Basho Technologies, the creator and developer of Riak software, has announced that, in collaboration with Cisco, it has developed a framework enabling the Riak KV NoSQL database to run on Apache Mesos, bringing operational efficiency and high-elasticity to big data services. The integration with Mesos, an open source resource manager from the Apache Software Foundation, automates the data center infrastructure beneath Riak KV instances.
“The goal is to try and simplify and make it easy for clients to get business solutions as quickly as possible instead of worrying about the distributed data tier,” said Adam Wray, CEO of Basho.
The combination of Mesos, an open source resource manager from the Apache Software Foundation, automates the data center infrastructure beneath Riak KV instances, allows enterprise businesses to deploy distributed data services at global scale in support of next generation Internet of Things (IoT) and big data applications, and ensures efficient utilization of cloud resources.
The integration allows Mesos to aggregate and re-aggregate resources for/from Riak nodes while users will be able to write scripts to make scale up/down events automatic based on business logic. This partnership provides the unique ability for enterprises to auto-scale a global, multi-data center database and users can easily scale an application from one to thousands of instances in minutes. “By integrating Mesos into our platform, we’re effectively giving the world the first chance at an auto scaling type functionality for distributed databases that are enterprise focus,” Wray said.
Since Cisco was already a Basho client, the collaborative effort to integrate Mesos was a natural fit, Wray said. “We saw this consistent theme of Mesos popping up across a lot of people who were addressing the same pain points,” Wray said. “It was a natural point for us mentally.”
End users dealing with large amounts of unstructured data or analyzing loads of data, along with running IoT apps, will benefit from this integration. “Ultimately, anyone who is interested in unstructured data and expects to use that at a level that is not fixed but has finite up and down scaling needs, which is pretty much everybody these days, will see value in this,” Wray said.

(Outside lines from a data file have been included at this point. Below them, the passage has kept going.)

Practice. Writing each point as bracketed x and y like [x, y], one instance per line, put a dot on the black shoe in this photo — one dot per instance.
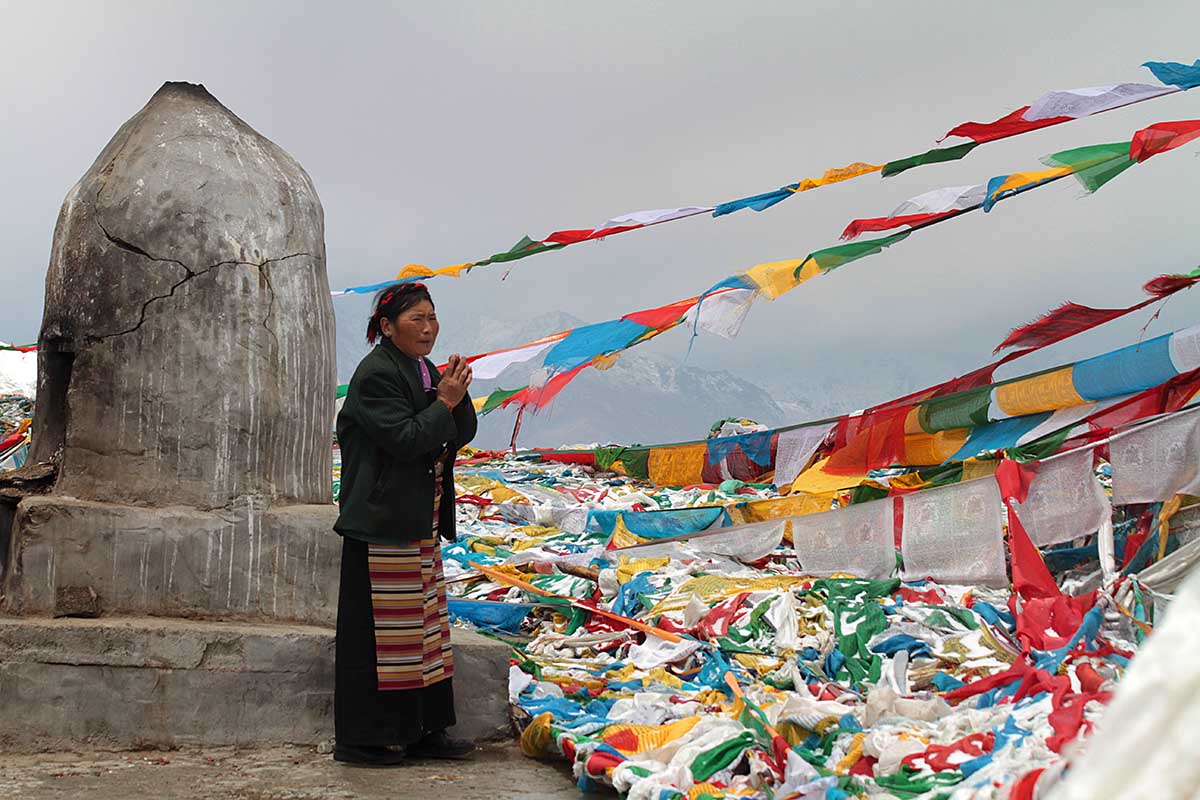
[369, 756]
[441, 745]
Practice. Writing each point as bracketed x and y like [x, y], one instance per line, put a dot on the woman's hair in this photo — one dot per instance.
[391, 302]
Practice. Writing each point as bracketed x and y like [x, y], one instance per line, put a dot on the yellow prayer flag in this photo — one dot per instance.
[681, 465]
[838, 174]
[816, 481]
[1048, 392]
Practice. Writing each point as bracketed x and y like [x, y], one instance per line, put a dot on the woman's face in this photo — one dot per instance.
[414, 331]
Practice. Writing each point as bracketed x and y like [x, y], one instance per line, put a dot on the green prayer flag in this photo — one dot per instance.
[497, 397]
[958, 410]
[935, 156]
[525, 247]
[711, 762]
[1041, 447]
[831, 258]
[1096, 164]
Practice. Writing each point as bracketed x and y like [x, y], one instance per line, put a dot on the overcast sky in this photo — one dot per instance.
[441, 132]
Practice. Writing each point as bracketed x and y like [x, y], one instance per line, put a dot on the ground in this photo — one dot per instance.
[276, 774]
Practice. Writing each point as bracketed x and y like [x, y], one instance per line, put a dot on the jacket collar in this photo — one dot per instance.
[409, 368]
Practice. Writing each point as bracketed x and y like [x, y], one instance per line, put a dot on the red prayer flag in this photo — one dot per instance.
[575, 236]
[1031, 578]
[663, 316]
[1162, 137]
[1006, 126]
[859, 227]
[875, 440]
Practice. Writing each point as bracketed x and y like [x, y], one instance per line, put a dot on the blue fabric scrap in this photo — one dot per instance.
[1174, 73]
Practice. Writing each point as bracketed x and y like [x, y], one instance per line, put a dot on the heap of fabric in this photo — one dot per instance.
[947, 641]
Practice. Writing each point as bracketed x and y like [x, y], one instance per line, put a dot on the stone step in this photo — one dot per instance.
[165, 683]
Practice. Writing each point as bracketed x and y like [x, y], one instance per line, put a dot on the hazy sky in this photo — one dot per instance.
[441, 132]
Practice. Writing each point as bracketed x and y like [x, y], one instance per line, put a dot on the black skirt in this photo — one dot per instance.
[363, 715]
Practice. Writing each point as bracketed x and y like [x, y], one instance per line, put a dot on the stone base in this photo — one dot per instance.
[244, 561]
[157, 683]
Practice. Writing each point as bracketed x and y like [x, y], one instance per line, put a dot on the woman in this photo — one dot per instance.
[400, 427]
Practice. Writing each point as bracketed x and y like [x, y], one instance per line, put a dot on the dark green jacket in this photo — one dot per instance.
[391, 433]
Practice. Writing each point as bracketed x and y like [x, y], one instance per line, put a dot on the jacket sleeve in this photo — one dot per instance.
[466, 420]
[387, 415]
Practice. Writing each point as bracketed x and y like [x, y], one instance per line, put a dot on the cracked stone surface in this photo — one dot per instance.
[279, 774]
[186, 354]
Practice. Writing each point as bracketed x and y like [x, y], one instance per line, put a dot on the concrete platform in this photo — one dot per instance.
[165, 683]
[244, 561]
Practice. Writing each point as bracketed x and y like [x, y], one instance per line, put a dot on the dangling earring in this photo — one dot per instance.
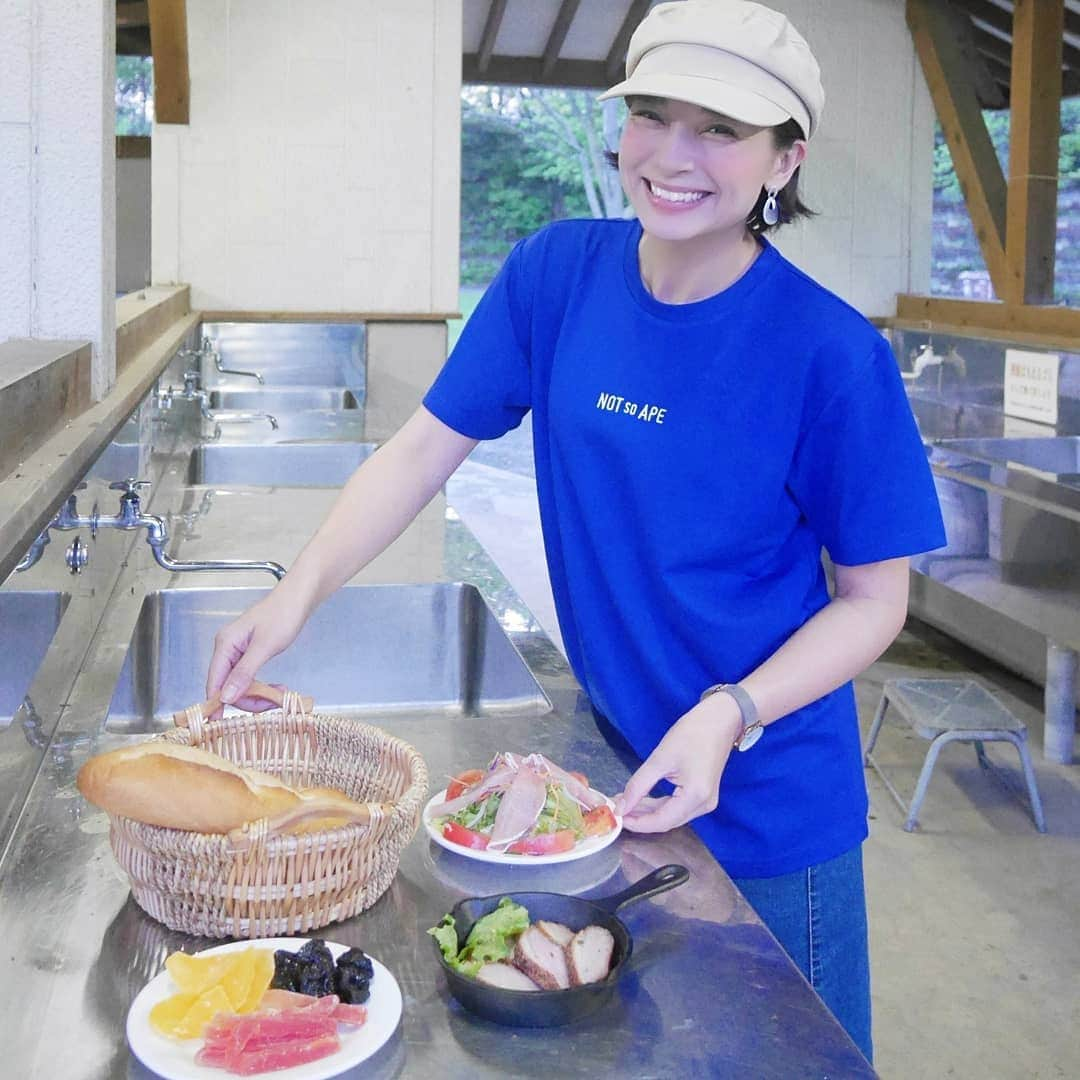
[770, 212]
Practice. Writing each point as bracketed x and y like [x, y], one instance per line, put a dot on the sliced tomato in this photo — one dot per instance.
[466, 837]
[544, 844]
[598, 822]
[462, 782]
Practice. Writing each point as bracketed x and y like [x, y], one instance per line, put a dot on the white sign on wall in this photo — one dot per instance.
[1031, 385]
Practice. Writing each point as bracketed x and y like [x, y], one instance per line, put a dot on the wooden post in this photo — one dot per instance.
[169, 41]
[953, 90]
[1034, 134]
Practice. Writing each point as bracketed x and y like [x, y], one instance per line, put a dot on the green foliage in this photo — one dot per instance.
[134, 95]
[524, 157]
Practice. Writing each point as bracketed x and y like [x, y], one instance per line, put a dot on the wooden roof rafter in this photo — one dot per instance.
[1014, 217]
[169, 38]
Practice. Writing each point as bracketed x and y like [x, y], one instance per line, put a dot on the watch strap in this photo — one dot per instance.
[752, 728]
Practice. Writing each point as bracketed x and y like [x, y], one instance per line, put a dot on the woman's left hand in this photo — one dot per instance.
[692, 756]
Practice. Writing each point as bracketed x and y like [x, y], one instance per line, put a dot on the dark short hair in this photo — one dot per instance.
[788, 203]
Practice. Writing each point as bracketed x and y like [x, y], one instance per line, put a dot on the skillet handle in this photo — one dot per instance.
[660, 880]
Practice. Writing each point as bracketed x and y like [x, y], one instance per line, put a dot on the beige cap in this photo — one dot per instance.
[731, 56]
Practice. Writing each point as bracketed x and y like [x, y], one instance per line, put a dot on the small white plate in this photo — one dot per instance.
[582, 850]
[175, 1058]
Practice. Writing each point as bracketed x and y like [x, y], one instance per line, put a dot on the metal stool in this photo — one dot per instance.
[952, 710]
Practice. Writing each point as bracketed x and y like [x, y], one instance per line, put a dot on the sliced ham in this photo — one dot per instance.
[520, 808]
[558, 933]
[505, 976]
[272, 1057]
[542, 960]
[280, 1000]
[579, 792]
[493, 782]
[589, 955]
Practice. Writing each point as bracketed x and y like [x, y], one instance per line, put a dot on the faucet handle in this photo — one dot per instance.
[130, 486]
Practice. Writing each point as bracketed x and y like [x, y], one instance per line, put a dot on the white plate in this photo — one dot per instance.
[582, 850]
[175, 1060]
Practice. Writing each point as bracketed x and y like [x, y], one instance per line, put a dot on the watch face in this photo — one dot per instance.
[751, 736]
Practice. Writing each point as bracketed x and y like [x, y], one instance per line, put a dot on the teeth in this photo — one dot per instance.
[675, 196]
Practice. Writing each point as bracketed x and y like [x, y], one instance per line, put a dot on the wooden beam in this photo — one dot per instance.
[528, 71]
[566, 12]
[133, 146]
[1034, 133]
[132, 13]
[134, 42]
[495, 14]
[994, 320]
[169, 38]
[944, 65]
[617, 54]
[327, 316]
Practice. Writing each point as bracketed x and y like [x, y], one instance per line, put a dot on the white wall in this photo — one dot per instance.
[320, 170]
[133, 224]
[869, 167]
[57, 203]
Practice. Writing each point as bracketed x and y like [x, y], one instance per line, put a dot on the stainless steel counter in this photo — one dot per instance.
[707, 991]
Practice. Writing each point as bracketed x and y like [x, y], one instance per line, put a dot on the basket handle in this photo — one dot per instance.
[256, 689]
[361, 813]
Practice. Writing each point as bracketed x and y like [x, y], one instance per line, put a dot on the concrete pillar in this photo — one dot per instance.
[57, 176]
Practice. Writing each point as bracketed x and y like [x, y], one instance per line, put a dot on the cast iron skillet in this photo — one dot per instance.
[551, 1008]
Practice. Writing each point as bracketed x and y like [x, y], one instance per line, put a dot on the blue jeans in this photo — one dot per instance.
[819, 915]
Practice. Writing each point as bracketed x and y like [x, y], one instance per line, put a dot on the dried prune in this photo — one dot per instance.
[287, 969]
[352, 987]
[356, 960]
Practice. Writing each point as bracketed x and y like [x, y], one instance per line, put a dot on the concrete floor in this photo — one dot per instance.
[974, 936]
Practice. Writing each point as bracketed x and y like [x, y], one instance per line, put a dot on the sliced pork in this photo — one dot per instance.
[520, 808]
[542, 960]
[558, 933]
[505, 976]
[493, 782]
[589, 955]
[579, 792]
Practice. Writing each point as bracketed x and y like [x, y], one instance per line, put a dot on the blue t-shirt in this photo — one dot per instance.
[691, 462]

Basho is developing an open source integration with Mesos that will also be commercialized around a supported enterprise offering, according to Wray. Additionally, Basho plans to incorporate the resource management capabilities of Mesos as a Core Service offering of the Basho Data Platform. “More than likely, you can expect we’ll continue to integrate or build things and it will simplify things for all our clients,” Wray said.